Surabaya Lab.

2026-06-25

大穴は、本当に過小評価されているのか

検証に使ったレース

理論の話が続いたので、今回は実際のレースで試した結果を書きます。

使ったのは2026年6月21日、東京11R 府中牝馬ステークスです。単勝・複勝オッズが揃っていて、3連単の実オッズも取得できていたレースです。

単勝1番人気はヴァルキリーバース(単勝3.3倍、1着確率24.1%)、2番人気はニシノティアモ(単勝5.0倍、1着確率15.9%)。ここまでは順当な並びでした。

本命サイド:売られすぎている組み合わせ

まず、モデルが「最も売れているはず」と考える組み合わせ、つまり理論オッズが最も低い組み合わせを見てみます。

1位は6→8→12(ヴァルキリーバース→ニシノティアモ→コガネノソラ)で、理論オッズは131.6倍でした。

ところが、この組み合わせの実際のオッズは67.9倍。理論の半分近くまで売れていました。期待値は0.52倍です。

人気馬同士で固める「順当な」組み合わせは、理論的な確率以上に買われやすい。これは「人気馬は過大評価されやすい」という、競馬の世界でよく言われる傾向と一致していて、モデルの計算自体が的外れではなさそうだという、一つの裏付けになりました。

大穴サイド:売れ残っている組み合わせ

次に、期待値が高かった組み合わせを見てみます。

上位に並んだのは、7→6→16、7→8→16、14→6→16、6→7→16……。

共通点に気づくでしょうか。すべて「16番」が3着に絡んでいます。

16番のセントメモリーズは、単勝215.2倍。
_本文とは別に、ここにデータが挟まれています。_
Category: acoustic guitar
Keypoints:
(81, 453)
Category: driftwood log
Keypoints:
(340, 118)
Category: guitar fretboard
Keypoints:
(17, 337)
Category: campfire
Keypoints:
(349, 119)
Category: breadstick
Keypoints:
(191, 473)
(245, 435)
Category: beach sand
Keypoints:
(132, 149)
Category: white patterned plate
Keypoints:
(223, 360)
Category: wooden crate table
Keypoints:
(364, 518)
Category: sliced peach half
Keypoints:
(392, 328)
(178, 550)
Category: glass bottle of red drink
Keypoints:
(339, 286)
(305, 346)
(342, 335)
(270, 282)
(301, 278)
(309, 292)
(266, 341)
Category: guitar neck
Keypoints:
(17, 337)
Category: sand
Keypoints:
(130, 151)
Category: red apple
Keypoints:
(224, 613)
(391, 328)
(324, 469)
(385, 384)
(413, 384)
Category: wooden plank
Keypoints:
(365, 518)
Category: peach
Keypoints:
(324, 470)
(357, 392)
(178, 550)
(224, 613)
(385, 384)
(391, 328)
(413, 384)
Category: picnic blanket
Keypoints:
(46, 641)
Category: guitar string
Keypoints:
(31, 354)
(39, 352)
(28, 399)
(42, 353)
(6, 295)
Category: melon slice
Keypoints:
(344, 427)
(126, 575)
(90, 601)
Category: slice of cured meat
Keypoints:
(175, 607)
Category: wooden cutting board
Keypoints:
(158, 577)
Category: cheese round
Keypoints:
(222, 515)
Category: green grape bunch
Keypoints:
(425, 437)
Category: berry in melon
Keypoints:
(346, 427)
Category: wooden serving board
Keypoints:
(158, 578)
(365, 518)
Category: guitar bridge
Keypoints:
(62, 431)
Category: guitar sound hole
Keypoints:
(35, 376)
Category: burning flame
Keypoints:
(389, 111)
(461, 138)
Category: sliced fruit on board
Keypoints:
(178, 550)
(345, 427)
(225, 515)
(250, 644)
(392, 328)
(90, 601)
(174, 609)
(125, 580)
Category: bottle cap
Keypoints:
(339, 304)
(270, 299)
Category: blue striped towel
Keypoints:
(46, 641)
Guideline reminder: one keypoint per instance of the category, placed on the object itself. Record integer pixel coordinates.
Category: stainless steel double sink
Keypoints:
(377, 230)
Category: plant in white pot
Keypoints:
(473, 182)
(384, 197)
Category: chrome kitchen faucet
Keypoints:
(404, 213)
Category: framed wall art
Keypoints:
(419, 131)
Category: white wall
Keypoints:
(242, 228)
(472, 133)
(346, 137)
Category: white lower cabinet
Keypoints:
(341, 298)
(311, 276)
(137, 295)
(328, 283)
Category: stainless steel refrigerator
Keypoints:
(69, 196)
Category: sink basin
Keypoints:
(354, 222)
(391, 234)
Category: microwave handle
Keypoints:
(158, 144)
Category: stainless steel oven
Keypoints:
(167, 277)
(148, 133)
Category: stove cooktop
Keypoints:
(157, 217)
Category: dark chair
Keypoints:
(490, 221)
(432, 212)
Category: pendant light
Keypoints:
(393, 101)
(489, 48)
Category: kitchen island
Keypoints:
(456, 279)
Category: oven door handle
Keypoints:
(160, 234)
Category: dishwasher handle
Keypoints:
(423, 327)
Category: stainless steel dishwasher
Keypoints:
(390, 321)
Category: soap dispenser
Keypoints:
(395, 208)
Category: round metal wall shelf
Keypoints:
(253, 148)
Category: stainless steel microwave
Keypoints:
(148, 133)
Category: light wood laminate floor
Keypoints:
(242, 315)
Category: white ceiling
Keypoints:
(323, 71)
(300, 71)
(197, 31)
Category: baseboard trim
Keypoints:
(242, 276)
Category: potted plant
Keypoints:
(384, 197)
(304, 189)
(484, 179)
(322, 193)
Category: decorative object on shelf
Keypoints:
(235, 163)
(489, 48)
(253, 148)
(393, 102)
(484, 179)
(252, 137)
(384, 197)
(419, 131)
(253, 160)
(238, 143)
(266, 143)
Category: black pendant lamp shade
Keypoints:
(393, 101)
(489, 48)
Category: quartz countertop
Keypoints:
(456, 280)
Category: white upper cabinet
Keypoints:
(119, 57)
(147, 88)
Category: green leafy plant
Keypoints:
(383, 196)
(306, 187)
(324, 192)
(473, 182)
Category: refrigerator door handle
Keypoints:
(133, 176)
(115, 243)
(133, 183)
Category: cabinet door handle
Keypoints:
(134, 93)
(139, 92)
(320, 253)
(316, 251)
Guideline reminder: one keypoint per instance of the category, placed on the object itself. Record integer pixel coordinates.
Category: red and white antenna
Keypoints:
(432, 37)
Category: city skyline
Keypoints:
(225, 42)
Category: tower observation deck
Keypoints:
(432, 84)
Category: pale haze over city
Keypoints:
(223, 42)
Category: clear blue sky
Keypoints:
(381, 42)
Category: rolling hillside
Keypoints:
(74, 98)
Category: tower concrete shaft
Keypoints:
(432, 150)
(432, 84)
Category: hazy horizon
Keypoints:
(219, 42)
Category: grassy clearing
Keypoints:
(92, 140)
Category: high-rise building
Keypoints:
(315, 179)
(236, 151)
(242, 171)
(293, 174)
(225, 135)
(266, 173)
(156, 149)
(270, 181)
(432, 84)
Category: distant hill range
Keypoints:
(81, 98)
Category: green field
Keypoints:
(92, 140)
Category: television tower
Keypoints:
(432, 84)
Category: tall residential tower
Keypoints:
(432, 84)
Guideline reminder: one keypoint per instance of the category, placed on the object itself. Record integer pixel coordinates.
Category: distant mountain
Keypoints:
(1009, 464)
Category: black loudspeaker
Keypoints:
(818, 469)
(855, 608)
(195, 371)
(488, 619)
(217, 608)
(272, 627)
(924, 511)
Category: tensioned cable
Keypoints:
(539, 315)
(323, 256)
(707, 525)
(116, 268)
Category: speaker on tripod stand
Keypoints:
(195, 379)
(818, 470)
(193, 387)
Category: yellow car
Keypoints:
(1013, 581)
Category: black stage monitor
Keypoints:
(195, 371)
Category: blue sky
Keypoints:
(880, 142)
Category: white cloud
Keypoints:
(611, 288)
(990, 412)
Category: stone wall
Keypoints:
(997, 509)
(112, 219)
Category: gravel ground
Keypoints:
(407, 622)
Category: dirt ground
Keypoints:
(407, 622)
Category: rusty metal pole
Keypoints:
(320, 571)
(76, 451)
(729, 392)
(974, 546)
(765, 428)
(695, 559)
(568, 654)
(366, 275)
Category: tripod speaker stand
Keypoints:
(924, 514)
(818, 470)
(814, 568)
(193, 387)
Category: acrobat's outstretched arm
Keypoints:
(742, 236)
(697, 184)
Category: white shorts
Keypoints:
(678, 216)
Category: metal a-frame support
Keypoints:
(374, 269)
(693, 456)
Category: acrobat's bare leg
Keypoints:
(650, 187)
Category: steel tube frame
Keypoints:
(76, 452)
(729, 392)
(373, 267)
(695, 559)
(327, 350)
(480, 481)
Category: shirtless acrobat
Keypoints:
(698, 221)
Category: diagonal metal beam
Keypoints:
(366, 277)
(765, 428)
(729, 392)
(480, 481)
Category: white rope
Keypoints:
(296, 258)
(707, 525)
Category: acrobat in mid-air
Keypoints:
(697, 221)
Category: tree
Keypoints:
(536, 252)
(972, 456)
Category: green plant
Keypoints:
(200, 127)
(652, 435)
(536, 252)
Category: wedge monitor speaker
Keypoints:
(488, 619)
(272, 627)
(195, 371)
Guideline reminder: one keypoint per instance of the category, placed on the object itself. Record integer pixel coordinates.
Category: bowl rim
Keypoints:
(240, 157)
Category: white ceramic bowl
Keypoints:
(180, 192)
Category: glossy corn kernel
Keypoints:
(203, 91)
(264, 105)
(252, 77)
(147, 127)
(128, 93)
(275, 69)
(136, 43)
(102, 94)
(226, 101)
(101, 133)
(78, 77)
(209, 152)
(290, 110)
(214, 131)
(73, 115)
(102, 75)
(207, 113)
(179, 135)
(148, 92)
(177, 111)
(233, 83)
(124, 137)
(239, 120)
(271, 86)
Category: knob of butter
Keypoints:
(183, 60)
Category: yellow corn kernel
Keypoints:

出走馬の中でも際立った大穴でした。

このレースで最も期待値が高かったのは7→6→16で、理論オッズ2779.3倍に対し、実際のオッズは9392.5倍。期待値は3.38倍でした。

大穴が3着に来るパターンは、人気馬同士の決着に比べて「考慮されにくい」のか、市場が理論よりも高いオッズをつけたままになっていました。

散布図で見る全体傾向

府中牝馬ステークス2026 実オッズ × 理論オッズの散布図

このレースの全組み合わせ(3,360通り)を散布図にしてみました。横軸が実際の3連単オッズ、縦軸が理論オッズです(どちらも対数軸)。

点線は「理論オッズ=実オッズ」の線です。もし市場が完全に理論と一致しているなら、すべての点がこの線の上に乗るはずです。

実際には、多くの点がこの線の近くに集まっていて、モデルが大きく外れているわけではなさそうだと分かります。ただ、よく見ると線からのズレ方に偏りがあります。

赤くマークした「6→8→12」(本命サイド)は線より上側、つまり理論オッズより実オッズの方が低い側にあります。逆に「7→6→16」(大穴サイド)は線より下側、理論オッズより実オッズの方が高い側にあります。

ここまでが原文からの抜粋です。